Solved – When should I use k-means instead of Spectral Clustering

clusteringdata miningk-meansmachine learningspectral analysis

From the image linked to below, it looks like when the data actually consists of K isotropic clusters, Spectral Clustering does as well as K-means. But for other, non-convex clusters, Spectral Clustering outperforms k-means. Is this true? When should I use K-Means clustering instead of Spectral Clustering?

Also, to find clusters of the forms shown in rows 1 and 2, what similarity function do I need to use in conjunction with SpectralClustering?

Scikit learn's clustering method comparisons

Best Answer

k-means is much much much faster.

K-means is hard to beat performance wise, so it will work on larger data sets. That is probably the key factor.

K-means is $O(n.k.d.i)$, i.e. linear.

For large data sets, anything of $O(n^2)$ or worse is prohibitive.
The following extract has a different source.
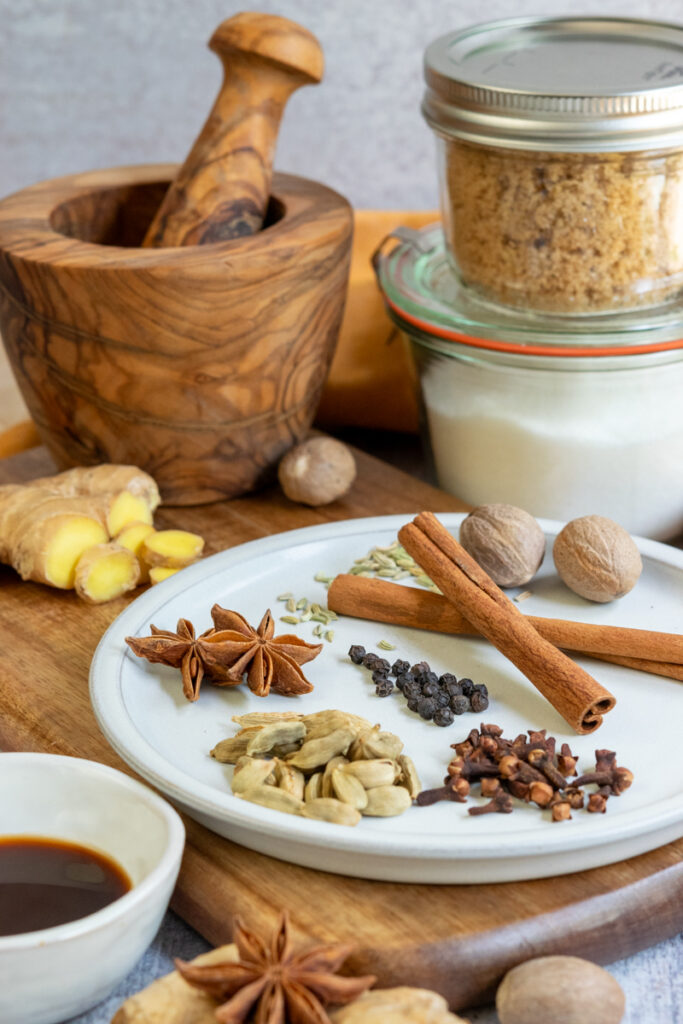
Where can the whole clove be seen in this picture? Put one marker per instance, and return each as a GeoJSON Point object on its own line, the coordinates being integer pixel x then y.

Spectral clustering is in $O(n^3)$.

Which means it won't work for any reasonably large data set. It took already 7 seconds on a strong CPU for that second image - don't try this on larger data, you will not be happy.

P.S. that image is outdated. The current version can be found in the sklearn documentation (not embedding, as I don't know if the image is CC-BY-SA-3.0 licenseable or not... your image upload may be violating copyright, although I doubt you'll get into trouble ...)

Note the runtime information. k-means and DBSCAN take <0.02s on each of these tiny toy data sets, whereas spectral clustering is 23-734 times slower. Only affinity propagation is similarly bad.